You should NOT set a time frame. You're right on this.

As for where you are right now, if you really want to stay in this serious committed relationship, then you need to figure out why she is pressuring you so hard to set a time frame.

I'm sure you've figured out that women get wedding-happy. They often want a wedding much more than they want marriage. Another possibility is that she has a sibling or friend who is marrying and she feels the need to keep up or compete.

These of course are piss poor reasons to get married.

There are some other reasons you might want to consider. Does she have a really bad home life and just doesn't want to go home? If she doesn't even want to think about being on her own for a little bit out of college that might indicate her lack of independence, and that's not healthy. Another hard reason to think about is guilt. Sometimes if someone thinks about cheating they feel so guilty that it drives them to make a bigger commitment to their partner to compensate and prove their love.

My advice is to communicate openly and honestly. Try to figure out exactly what's going on in her head. Be a partner and a friend. Help her work through those feelings.

But be very clear with her - you have told her your feelings. You don't want to set a time frame. You're way to young to do so and she isn't respecting your feelings when she dismisses them and insists on things her way. You will help her as a partner but you will not continue unheard and disrespected, and you will not set a time frame.
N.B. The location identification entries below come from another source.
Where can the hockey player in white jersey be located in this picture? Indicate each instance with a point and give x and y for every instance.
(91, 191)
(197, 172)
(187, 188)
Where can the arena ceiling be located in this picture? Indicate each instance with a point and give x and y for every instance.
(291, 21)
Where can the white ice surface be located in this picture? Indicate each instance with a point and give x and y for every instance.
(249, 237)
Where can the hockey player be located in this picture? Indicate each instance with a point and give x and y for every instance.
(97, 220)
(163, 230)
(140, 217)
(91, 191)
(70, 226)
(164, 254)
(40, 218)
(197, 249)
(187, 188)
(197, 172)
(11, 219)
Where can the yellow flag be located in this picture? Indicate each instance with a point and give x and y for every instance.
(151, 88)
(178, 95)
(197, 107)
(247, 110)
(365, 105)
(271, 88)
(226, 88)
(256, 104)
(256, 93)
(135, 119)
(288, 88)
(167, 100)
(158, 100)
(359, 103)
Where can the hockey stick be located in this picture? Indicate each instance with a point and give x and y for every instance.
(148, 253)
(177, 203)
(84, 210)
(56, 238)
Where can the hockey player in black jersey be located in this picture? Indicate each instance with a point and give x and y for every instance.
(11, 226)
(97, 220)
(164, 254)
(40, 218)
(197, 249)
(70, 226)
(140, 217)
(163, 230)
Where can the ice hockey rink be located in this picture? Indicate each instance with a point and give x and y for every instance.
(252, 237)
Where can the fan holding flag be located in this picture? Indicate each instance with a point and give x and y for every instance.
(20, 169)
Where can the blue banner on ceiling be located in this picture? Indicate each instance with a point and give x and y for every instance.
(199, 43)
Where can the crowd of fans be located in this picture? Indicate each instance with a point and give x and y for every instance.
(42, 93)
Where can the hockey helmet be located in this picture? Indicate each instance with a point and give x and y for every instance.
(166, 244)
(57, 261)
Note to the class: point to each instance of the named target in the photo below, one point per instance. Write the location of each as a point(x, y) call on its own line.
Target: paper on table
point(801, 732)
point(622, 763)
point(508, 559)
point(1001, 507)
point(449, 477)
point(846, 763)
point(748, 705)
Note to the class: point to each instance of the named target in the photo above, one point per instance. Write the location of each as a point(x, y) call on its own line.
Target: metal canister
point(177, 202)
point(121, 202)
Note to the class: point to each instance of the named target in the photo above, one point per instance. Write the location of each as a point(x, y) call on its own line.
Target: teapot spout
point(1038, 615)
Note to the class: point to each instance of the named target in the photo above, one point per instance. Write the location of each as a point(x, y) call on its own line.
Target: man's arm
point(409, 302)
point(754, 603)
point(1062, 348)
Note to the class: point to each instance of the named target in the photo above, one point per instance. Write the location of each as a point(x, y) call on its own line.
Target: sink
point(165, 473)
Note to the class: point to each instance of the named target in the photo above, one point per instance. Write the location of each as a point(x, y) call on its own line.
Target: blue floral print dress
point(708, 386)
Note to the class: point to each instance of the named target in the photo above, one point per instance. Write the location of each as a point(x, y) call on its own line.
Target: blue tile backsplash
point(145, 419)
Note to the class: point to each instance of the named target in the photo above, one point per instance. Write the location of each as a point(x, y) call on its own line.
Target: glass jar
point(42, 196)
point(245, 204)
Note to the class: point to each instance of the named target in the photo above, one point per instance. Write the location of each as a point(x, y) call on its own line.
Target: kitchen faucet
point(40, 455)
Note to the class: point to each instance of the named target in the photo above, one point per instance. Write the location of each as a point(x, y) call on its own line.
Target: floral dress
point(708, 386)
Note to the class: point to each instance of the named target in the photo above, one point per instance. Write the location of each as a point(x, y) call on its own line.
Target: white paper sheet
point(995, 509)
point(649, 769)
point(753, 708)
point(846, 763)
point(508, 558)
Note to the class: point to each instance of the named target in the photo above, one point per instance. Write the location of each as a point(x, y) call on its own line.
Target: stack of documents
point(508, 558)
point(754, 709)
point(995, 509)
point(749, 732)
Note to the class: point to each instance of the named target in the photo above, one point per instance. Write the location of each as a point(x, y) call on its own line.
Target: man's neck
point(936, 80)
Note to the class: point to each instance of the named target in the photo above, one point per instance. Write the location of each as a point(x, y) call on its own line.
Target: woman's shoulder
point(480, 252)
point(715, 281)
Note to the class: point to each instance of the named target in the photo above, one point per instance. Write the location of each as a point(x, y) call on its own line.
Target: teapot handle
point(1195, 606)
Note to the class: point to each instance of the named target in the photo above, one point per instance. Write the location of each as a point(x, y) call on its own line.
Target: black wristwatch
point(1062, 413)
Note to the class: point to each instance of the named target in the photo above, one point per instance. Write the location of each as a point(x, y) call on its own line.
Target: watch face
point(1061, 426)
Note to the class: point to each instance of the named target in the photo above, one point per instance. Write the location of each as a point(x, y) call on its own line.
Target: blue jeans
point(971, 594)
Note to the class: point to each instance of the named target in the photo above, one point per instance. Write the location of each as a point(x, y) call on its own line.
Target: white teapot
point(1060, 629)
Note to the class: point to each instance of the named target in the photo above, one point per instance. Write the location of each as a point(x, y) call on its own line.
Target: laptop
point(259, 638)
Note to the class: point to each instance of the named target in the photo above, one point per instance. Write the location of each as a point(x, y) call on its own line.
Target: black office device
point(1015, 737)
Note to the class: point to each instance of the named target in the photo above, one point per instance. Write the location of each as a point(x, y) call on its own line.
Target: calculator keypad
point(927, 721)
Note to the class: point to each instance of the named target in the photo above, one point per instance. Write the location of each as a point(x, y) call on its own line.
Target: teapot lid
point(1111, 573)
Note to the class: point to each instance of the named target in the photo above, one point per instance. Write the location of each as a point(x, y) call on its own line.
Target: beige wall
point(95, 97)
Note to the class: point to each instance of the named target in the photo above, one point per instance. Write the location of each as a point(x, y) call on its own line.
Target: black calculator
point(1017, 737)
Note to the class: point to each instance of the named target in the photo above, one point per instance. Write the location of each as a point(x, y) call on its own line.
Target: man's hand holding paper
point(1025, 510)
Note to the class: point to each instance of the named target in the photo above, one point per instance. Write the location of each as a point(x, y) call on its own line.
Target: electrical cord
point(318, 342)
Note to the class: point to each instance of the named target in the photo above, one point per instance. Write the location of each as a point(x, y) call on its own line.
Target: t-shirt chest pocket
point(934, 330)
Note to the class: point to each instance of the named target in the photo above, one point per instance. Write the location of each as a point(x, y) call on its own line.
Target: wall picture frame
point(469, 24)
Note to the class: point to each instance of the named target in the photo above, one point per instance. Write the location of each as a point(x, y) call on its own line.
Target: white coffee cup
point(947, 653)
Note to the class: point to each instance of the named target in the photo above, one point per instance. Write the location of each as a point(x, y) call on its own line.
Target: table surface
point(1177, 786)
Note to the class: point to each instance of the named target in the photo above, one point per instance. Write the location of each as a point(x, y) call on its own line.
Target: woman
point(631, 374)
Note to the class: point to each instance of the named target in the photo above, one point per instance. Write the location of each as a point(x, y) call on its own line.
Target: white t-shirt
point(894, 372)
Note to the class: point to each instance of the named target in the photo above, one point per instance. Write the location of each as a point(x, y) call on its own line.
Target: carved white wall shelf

If she can't be partner enough to understand that then how can she possibly think she's partner enough to marry.

I hope you will keep me posted.

The Big Pink - Too Young To Love

This Hub was Written By Veronica

for HUBPAGES. If you are reading it anyplace else, it has been stolen.

If you liked this Hub, please click the Thumbs Up. Thanks!

Got a relationship question? Email me.

All text is original content by Veronica.

All photos are used with permission.

All videos are courtesy of Youtube.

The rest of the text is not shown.